The phase 1/2 clinical trial was conducted in China with trial participants who were healthy and ages 18 to 59. The participants did not have any symptoms of COVID-19 and have not traveled to areas where there were high incidence rates of the virus.
One hundred and forty-four participants were enrolled in April. Participants were split into 2 groups to receive either 2 injections given 14 days apart or 2 injections given 28 days apart.
“Within each of the two groups, participants were randomly assigned to receive either a low dose of the vaccine (3µg, 24 participants), a high dose (6µg, 24 participants) or placebo (24 participants),” according to the investigators. “In total, in this first phase, 96 participants received two doses of CoronaVac and 47 received the placebo (one participant withdrew from the placebo group). Antibody levels were checked 14 days and 28 days after the final immunization.”
After each vaccination, for 7 days, participants recorded side effects they experienced including pain or redness at the injection site, or body-wide symptoms such as fever or cough. Serious adverse events were collected throughout the study and until 6 months after the last dose.
Just 1 participant suffered a of severe adverse event within 48 hours of receiving the first dose in the 6µg group. Investigators This was considered to be possibly related to vaccination. The participant quickly recovered—within three days—and did not experience a similar reaction after the second vaccine.
Phase 2 of the trial was initiated when all participants in phase 1 had finished a 7-day observation period after their first dose. They enrolled 600 participants in this study in May.

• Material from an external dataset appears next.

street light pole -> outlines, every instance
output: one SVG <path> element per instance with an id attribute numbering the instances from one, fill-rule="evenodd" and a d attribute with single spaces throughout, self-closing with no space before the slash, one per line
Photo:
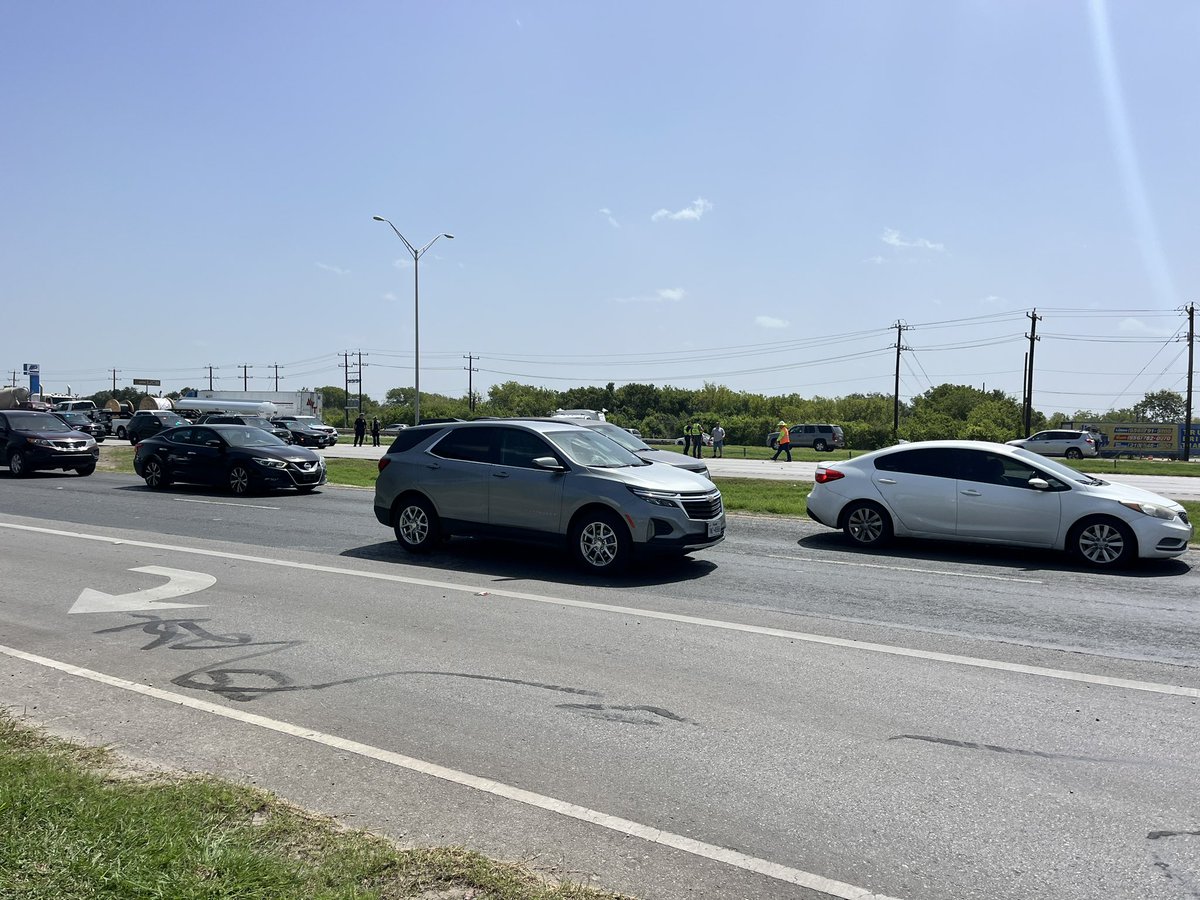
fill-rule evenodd
<path id="1" fill-rule="evenodd" d="M 420 273 L 421 267 L 420 267 L 420 262 L 421 262 L 421 257 L 425 255 L 426 250 L 428 250 L 430 247 L 433 246 L 434 241 L 436 241 L 438 238 L 443 238 L 443 237 L 449 238 L 450 240 L 454 240 L 454 235 L 446 234 L 445 232 L 434 235 L 432 240 L 430 240 L 427 244 L 425 244 L 425 246 L 422 247 L 420 250 L 417 250 L 415 247 L 413 247 L 412 244 L 410 244 L 408 242 L 408 238 L 406 238 L 404 235 L 402 235 L 400 233 L 400 229 L 398 229 L 395 225 L 392 225 L 390 220 L 385 219 L 383 216 L 372 216 L 371 218 L 373 218 L 376 222 L 387 222 L 388 225 L 391 225 L 392 231 L 396 232 L 396 237 L 400 238 L 400 240 L 404 242 L 404 248 L 406 250 L 408 250 L 409 255 L 412 256 L 412 259 L 413 259 L 413 382 L 414 382 L 413 383 L 413 391 L 414 391 L 413 424 L 420 425 L 421 424 L 421 273 Z"/>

The investigators again used the same dosing criteria.
“Overall, the researchers found the 0 and 28 schedule induced the strongest antibody responses (Mean neutralizing antibody titers 28 days after final immunization: Day 0 and 14 schedule: 3 µg, 23.8; 6 µg, 30.1; Day 0 and 28 schedule: 3 µg, 44.1; 6 µg, 65.4),” the investigators reported. “However, even at the highest levels, antibodies induced by the CoronaVac vaccine candidate were lower than those that have been observed in patients who have recovered from COVID-19 (Mean neutralizing antibody titers: CoronaVac, 65.4; COVID-19 patients, 163.7).”
There are additional trials being conducted in Indonesia, Turkey, and Brazil. In Brazil the trial was briefly paused due to a report of an adverse event, but has since resumed.
“CoronaVac is one of many COVID-19 vaccine candidates that are being explored in parallel,” Gang Zeng, PhD, one of the authors of the study, said. “There are a multitude of different vaccine technologies under investigation, each with their own advantages and disadvantages. CoronaVac could be an attractive option because it can be stored in a standard refrigerator between 2 and 8 degrees centigrade, which is typical for many existing vaccines including flu. The vaccine may also remain stable for up to three years in storage, which would offer some advantages for distribution to regions where access to refrigeration is challenging. However, data from phase 3 studies will be crucial before any recommendations about the potential uses of CoronaVac can be made.”